Like an expansive and fertile ground that yields fruit in the form of talented human resources and vital research results, universities have a crucial role to play as the wellspring of knowledge—not not only for Japan, but for the future of humankind.
It goes without saying that education and research are the foundations of any university. In order to ensure the excellence of that foundation, faculty and staff must be able to take pride in their work, a high caliber of students must be fostered, and the system itself must be sustainable. A university's faculty and staff are its most precious assets. Maintaining and fostering outstanding faculty and staff to support endeavors of Kyoto University, not only at present, but also in the future, and promoting an atmosphere in which those faculty and staff members are appropriately valued is our most important task. In other words, I believe it is of the utmost importance to make radical efforts to establish a system in which faculty members can dedicate themselves to education and research, and simultaneously, I believe it is necessary to make efforts to establish a system in which the staff who support university undertakings, such as education, research and the provision of medical facilities, approach their work with a sense of pride and aspiration.

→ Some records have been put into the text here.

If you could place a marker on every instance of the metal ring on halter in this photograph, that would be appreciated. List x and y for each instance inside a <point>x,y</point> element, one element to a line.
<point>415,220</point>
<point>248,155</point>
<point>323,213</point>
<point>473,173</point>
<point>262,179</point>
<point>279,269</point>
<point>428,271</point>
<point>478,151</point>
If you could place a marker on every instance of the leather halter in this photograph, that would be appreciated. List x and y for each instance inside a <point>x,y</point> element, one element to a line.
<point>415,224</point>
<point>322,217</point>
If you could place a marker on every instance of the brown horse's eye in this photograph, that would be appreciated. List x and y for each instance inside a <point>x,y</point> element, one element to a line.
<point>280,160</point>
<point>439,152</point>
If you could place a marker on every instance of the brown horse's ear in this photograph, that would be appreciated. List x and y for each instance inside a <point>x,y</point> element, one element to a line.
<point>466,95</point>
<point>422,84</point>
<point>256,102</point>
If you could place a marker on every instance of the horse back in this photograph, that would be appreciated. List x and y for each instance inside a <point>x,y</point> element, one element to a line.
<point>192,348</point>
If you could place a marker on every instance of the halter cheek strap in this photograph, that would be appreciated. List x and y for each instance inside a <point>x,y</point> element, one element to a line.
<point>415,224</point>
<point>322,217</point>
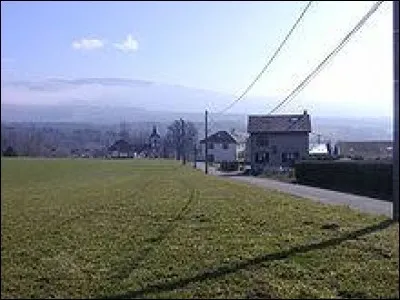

For that reason, it is necessary for universities to have a strategy which ensures a solid financial foundation, research support, support for international cooperation, and the improvement of facilities in addition to education assistance and student support.
As president, I have in my mind a clear image of an ideal Kyoto University ten years in the future, and I have a reliable plan to work steadily towards the realization of that ideal.
Emphasizing dialogue, and through cooperation across the entire university, I hope to realize a Kyoto University instilled with merit, vitality, and ability. I sincerely hope that all of our members will join me in this endeavor.